1) The Nabaztag isn’t new, but is is worth bringing up again. If you haven’t seen this thing, it is rabbit. A rabbit? Well….“A Rabbit connected to the Internet that’ll bring you everything on the web and messages from your friends using coloured lights, the movements of his ears, spoken words, or songs. A Rabbit you can talk to and give orders to. A Rabbit you can ask for advice and entrust with messages to your friends. A Rabbit that reacts to and recognizes the objects that surrounds you…”
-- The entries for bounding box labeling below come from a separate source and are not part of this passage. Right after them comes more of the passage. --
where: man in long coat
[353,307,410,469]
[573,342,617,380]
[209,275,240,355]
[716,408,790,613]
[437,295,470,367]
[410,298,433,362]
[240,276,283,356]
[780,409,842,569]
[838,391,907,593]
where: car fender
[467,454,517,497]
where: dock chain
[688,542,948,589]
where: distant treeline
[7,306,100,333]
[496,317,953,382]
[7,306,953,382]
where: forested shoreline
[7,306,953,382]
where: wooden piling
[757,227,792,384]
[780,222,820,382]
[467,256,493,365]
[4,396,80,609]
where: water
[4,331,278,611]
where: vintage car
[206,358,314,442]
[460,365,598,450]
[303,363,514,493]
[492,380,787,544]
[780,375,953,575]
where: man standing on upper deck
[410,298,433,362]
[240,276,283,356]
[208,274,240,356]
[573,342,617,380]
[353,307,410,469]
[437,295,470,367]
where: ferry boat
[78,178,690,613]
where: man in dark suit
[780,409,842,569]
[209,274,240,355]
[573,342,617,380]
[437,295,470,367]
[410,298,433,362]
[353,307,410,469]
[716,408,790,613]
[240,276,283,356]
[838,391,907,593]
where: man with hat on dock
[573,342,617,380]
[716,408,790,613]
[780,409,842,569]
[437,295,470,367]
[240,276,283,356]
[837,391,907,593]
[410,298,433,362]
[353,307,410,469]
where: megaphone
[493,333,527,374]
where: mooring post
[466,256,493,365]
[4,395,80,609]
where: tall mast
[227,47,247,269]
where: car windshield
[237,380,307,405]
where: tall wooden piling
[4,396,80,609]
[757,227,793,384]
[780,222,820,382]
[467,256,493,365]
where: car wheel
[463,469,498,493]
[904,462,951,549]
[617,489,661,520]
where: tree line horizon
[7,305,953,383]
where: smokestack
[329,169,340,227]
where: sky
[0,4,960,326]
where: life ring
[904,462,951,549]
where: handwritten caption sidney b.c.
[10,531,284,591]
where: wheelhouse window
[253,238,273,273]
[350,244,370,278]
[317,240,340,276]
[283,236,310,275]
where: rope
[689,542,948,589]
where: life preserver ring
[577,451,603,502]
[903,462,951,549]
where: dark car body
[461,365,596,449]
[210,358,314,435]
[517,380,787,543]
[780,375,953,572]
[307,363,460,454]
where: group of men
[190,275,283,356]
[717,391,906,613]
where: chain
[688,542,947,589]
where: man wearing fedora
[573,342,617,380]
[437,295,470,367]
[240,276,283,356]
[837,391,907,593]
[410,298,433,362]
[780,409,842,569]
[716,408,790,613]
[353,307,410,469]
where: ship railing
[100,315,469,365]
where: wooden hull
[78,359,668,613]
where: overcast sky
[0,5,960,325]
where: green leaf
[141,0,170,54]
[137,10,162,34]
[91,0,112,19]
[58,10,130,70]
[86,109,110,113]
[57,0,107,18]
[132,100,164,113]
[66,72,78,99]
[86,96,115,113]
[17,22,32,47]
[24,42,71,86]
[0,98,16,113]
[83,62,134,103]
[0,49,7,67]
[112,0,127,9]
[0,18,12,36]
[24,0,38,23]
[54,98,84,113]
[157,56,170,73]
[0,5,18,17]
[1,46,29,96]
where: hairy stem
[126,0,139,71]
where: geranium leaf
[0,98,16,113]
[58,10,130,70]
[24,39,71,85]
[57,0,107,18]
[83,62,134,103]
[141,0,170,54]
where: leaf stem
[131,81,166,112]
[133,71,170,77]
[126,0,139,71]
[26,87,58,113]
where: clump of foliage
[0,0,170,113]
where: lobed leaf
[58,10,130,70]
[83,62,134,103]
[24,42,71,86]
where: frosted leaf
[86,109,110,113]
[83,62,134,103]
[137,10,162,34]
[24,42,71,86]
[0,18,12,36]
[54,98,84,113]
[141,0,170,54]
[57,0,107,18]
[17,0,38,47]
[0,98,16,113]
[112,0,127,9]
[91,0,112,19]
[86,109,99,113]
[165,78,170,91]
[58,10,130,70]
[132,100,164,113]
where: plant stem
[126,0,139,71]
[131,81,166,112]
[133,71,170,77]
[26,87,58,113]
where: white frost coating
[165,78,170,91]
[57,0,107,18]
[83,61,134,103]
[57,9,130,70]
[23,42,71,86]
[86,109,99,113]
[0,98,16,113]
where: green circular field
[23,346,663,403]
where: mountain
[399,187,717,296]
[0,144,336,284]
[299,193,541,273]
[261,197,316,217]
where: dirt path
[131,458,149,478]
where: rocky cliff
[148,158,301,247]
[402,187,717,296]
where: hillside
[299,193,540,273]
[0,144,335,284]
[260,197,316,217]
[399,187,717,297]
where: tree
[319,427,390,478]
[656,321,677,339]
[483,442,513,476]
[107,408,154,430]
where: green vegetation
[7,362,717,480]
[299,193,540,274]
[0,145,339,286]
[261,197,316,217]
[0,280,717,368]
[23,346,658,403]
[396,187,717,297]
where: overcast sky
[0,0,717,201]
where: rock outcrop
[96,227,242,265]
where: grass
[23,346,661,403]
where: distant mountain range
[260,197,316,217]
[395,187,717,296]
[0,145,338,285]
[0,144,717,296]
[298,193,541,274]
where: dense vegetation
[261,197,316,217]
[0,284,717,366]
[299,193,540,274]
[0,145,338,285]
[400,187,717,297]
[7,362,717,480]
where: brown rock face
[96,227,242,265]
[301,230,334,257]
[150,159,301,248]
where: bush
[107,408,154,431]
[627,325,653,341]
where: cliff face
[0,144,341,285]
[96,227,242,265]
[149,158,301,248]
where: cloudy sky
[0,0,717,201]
2) The Mir:ror – This came across my blog reading via the Boston Globe. The Mir:ror is basically a device that hooks to your computer via USB and then reads tiny RFID tags which you embed in your stuff and then Mir:ror reacts. So picture this: you walk in the door and you have an RFID sensor on your keys. The Mir:ror senses the RFID tag and starts reading your e-mail for you. Or, let’s say that it senses a toll pass and starts reading you the traffic report. How brilliant is that?
More about Violet…..
“Let all things be connectedViolet was inspired by a simple fact: the rift between the virtual world – everything happening on the other side of your computer screen – and the physical world we live in is growing, and growing fast.”
On the other side of the screen, in the digital world we explore with the click of a mouse, everything is possible and accessible. On the web information can be customized for each user’s needs: you can set preferences on any given page, information can be targeted and updated in real time. You can gather news from different sources, mix personal and professional, fun and utilitarian aspects in a single place. In virtual worlds such as Second Life, in computer games, in instant messaging and chat-rooms, you can become whoever you want, take on any guise you like, meet strange and nonsensical creatures. In a world of bytes, everything can be recombined, everything is flexible. Everything can be wondrous and magical.
Unfortunately, we were born on the wrong side of the screen. We are not made of bytes, but of flesh, blood and atoms. We spend the greater part of our life in a physical world that is tough, unfair, inflexible and devoid of magic. The objects that surround us have reduced, rigid, limited functions; they are unaware of our presence and are unable to adapt to us or to other objects. We can seldom define “preferences” or “options” in the real world, unlike what we are used to in most software. You can visit Amazon.com twice and it will recognize you and provide relevant and personalized advice. You can live in the same house for all your life and you will always be a “foreigner.”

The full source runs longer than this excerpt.